Lennon wrote ‘Dear Prudence’
While in India, 19-year-old Prudence Farrow had sequestered herself away in her hut, intent on meditating as long as it took to achieve spiritual awareness.
Philip Norman in his book John Lennon: The Life, described how Lennon and George Harrison finally got Farrow to emerge from her self-appointed marathon of meditation.
“Mia Farrow’s young sister, Prudence became so obsessed with meditating that she refused to emerge from her bungalow at all for several days. It was John who eventually coaxed her forth by writing her a song, “Dear Prudence,” the most charming of entreaties to come out and play, which he and Paul then sang together under her window.”

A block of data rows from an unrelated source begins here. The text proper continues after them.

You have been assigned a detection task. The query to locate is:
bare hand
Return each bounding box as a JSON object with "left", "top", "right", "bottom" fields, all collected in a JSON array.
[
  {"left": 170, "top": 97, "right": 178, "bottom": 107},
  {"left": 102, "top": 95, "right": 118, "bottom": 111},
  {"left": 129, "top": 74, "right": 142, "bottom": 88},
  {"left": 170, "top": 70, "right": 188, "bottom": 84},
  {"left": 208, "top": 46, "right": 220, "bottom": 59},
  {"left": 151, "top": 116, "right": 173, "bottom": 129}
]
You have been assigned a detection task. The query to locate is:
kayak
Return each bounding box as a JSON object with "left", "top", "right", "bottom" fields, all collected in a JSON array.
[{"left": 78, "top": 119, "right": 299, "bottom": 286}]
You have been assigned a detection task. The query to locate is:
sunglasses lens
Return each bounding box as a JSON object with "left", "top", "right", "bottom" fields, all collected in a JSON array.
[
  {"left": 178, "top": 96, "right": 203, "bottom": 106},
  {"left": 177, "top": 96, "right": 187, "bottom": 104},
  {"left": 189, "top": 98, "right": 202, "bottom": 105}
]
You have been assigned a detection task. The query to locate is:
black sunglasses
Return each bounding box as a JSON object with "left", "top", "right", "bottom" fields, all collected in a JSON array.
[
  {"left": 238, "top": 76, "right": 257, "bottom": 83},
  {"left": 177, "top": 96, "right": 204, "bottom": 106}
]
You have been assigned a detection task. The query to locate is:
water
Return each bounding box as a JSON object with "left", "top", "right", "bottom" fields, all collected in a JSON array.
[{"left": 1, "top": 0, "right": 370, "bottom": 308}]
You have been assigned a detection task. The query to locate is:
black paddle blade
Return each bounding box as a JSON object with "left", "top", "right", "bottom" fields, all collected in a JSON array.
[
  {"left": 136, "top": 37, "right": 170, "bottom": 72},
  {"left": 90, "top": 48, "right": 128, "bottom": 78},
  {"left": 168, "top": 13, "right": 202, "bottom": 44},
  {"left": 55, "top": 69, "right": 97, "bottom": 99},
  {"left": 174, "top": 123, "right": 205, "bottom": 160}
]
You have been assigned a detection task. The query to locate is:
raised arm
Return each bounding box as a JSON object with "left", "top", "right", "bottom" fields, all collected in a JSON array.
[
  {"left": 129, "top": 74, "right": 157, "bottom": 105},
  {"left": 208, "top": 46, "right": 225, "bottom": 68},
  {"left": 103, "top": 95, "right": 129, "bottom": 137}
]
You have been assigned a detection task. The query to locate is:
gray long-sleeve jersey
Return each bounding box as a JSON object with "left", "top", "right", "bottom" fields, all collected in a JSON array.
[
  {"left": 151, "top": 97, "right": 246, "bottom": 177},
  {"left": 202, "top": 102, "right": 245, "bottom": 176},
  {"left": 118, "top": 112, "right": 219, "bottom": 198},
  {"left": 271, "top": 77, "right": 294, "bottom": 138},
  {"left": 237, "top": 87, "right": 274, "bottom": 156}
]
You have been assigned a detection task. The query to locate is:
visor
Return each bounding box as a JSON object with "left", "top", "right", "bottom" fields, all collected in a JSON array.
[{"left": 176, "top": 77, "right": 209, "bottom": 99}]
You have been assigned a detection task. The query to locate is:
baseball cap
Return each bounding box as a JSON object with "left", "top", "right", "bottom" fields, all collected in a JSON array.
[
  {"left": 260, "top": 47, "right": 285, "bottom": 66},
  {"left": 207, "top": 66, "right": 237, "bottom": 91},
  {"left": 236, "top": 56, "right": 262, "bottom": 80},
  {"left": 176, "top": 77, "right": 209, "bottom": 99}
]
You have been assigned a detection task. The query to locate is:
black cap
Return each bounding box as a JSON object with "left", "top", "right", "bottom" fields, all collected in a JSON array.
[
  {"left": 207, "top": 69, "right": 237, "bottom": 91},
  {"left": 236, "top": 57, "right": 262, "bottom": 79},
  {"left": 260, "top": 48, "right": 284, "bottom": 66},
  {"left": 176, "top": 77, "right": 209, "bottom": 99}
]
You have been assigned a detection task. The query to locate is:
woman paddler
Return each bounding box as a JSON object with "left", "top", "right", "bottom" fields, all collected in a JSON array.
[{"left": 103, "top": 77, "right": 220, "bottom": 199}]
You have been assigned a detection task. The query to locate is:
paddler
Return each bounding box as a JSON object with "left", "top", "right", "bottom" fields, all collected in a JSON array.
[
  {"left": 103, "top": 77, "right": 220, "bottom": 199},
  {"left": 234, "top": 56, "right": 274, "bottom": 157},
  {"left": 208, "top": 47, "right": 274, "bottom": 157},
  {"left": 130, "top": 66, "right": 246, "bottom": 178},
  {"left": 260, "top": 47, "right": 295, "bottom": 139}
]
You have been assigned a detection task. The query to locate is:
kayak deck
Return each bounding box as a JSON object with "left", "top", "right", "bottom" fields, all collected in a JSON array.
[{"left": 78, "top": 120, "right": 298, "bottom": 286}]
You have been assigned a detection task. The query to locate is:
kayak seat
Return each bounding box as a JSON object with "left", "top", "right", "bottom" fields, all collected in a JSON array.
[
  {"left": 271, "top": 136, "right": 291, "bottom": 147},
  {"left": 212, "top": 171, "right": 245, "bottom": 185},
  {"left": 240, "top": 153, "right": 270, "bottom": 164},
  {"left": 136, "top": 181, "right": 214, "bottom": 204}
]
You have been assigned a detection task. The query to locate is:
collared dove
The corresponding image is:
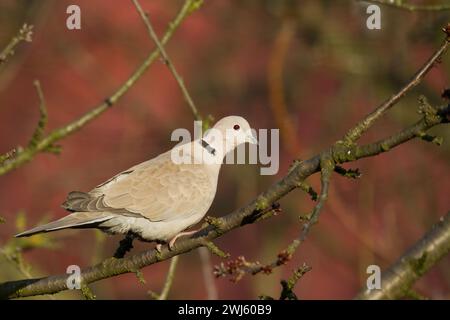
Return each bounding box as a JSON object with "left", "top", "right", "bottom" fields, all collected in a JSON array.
[{"left": 15, "top": 116, "right": 257, "bottom": 249}]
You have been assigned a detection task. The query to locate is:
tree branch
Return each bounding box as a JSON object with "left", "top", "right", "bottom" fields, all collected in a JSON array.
[
  {"left": 148, "top": 255, "right": 180, "bottom": 300},
  {"left": 214, "top": 157, "right": 333, "bottom": 280},
  {"left": 0, "top": 17, "right": 448, "bottom": 300},
  {"left": 158, "top": 256, "right": 179, "bottom": 300},
  {"left": 355, "top": 211, "right": 450, "bottom": 299},
  {"left": 0, "top": 23, "right": 33, "bottom": 67},
  {"left": 132, "top": 0, "right": 202, "bottom": 121},
  {"left": 279, "top": 263, "right": 312, "bottom": 300},
  {"left": 0, "top": 0, "right": 202, "bottom": 177},
  {"left": 215, "top": 96, "right": 448, "bottom": 281},
  {"left": 0, "top": 98, "right": 447, "bottom": 298},
  {"left": 343, "top": 36, "right": 449, "bottom": 144}
]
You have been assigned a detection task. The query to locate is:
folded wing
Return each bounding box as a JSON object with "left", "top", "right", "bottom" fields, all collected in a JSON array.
[{"left": 62, "top": 151, "right": 215, "bottom": 222}]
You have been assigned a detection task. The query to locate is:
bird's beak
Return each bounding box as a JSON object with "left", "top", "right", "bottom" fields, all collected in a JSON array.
[{"left": 246, "top": 130, "right": 258, "bottom": 145}]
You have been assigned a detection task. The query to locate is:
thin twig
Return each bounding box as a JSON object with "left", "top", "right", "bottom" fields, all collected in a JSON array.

Lennon’s account of his inspiration for writing the song varied slightly from Norman’s when he spoke to Playboy in 1980 in what would be his final interview before his death that year in December.
“Mia Farrow’s sister, who seemed to go slightly balmy, meditating too long, wouldn’t come out of the little hut we were living in,” he recalled. “They selected me and George to try and bring her out because she would trust us. She went completely mental. If she’d been in the West they would have put her away. We got her out of the house. She’d been locked in for three weeks and wouldn’t come out, trying to reach God quicker than anybody else.”
Farrow in a 2019 interview with Parade, described feeling slightly put off about having her reasons for staying in her hut misunderstood.
“People over the years would have these reasons why I was Dear Prudence that were completely off the wall and almost disturbing, like I was a heroin addict or I lost my mind or all these crazy reasons why John wrote the song,” she said. “Nobody believed that I didn’t have an affair with him. But it all came about because I stayed in my room by myself for five days straight. I hadn’t gone to the bathroom or slept…didn’t eat. I was trying to see where [meditation] would take me.”
Today Farrow, born in 1948 in Los Angeles, is a yoga and meditation instructor. In 2015, she wrote a memoir titled Dear Prudence: The Story Behind the Song.
“I’m ‘Dear Prudence,’ one of the many that went through the ‘60s,” Farrow said. “We brought yoga in and the whole perspective of green and organic and all that came in to our culture.”